Why Yet Another Spellchecker in Python(YASP)? I was looking for a text pre-processing component that would (1) identify misspellings and provide candidate corrections and, (2) would automatically incorporate corrections into a final, corrected text using sophisticated techniques such as candidate-in-context re-ranking via ngram probabilities. While there are plenty of Python libraries that perform (1) reasonably well I've yet to come across anything that also does (2). So, I wrote PyAutoSpell. Given a potentially misspelled text, PyAutoSpell identifies any misspellings in the text, generates a set of candidate corrections for the misspelling, and then uses an ngram model to determine the probability that a given candidate correction is the best correction for that misspelling. It then incorporates the highest probability correction into the final, corrected text.
The following has been tested on OSX, High Sierra.
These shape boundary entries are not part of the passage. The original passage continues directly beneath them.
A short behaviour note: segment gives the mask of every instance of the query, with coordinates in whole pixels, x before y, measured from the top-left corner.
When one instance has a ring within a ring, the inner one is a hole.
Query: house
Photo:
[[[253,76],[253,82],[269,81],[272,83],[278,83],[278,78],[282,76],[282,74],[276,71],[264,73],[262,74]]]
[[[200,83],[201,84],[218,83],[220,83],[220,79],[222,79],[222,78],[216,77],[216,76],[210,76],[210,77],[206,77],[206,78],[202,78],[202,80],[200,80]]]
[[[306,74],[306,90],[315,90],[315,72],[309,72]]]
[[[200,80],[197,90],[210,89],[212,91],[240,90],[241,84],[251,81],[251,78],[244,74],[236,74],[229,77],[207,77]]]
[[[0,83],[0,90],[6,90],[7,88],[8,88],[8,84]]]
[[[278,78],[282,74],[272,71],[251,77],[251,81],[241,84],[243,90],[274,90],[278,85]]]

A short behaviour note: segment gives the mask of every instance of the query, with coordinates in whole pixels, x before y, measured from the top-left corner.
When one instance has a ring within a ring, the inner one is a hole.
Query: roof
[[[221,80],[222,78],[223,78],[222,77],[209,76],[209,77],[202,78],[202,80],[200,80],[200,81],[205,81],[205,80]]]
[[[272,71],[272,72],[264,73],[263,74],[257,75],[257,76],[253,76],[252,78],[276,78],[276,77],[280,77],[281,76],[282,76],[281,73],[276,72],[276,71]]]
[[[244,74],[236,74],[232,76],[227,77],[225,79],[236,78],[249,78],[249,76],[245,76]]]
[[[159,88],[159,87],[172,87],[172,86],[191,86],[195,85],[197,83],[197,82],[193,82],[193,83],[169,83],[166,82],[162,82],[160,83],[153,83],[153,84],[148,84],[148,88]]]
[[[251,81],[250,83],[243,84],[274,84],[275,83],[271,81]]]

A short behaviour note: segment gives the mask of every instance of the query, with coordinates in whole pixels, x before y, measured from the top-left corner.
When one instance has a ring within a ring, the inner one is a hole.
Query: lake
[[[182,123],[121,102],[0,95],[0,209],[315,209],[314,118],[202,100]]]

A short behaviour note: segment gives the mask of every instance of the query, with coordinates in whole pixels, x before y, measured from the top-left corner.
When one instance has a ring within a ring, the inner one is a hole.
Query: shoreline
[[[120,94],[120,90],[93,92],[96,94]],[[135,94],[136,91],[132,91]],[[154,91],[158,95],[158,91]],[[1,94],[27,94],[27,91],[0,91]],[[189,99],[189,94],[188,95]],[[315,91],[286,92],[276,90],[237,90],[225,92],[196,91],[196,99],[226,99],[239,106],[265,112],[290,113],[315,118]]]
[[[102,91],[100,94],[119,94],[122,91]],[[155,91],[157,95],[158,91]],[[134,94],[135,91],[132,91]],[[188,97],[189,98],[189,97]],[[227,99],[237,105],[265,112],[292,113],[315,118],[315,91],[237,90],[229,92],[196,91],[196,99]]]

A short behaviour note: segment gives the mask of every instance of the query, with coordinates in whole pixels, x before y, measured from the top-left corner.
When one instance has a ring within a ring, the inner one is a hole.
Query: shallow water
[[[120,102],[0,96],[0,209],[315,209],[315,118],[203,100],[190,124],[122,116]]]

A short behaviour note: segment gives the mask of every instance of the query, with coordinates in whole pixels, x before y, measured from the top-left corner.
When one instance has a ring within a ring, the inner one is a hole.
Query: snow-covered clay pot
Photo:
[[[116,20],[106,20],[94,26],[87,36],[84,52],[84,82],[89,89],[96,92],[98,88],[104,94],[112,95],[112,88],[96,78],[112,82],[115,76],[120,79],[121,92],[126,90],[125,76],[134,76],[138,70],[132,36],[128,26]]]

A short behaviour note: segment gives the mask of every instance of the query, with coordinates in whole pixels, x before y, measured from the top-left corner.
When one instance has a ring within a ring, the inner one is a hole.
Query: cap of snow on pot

After cloning the project, cd
to PyAutoSpell
and then do
python3 -m pip install -r requirements.txt
(Note that I include python3 -m
before my pip
call since I have multiple pythons installed on my system and I want the package installed for my python3
install; your setup might be different).
The spacy
dependency requires an en
language model. Do
python3 -m spacy download en
One installation pitfall that OSX users should be mindful of when installing the CyHunspell
dependency: During install, you'll very likley get an Operation not permitted
error when trying to install one of CyHunspell
's dependencies, six
. Deal with this by editing the above command as follows:
python3 -m pip install -r requirements.txt --ignore-installed six
You should confirm that CyHunspell
and the rest of the dependencies listed in requirements.txt
have been correctly installed by doing a pip freeze
Then, install PyAutoSpell
by doing
python3 -m pip install .
Along with the python dependencies included in requirements.txt
, PyAutoSpell requires two additional resources: a hunspell dictionary and a KenLM language model in binary format. The former is available from the usual sources. (I've also included a recent hunspell
english dict in the resources
folder so you can go ahead and use that.) For demonstration purposes I've trained a relatively small (~53 million trigrams) KenLM model on a subset of Wikipedia, which you can access here. This model works reasonably well but you'll have to train a larger model if you want better performance. The usage example below assumes that both these files have been placed in the resources
folder.
Python 3.6.5 (default, Apr 25 2018, 14:23:58)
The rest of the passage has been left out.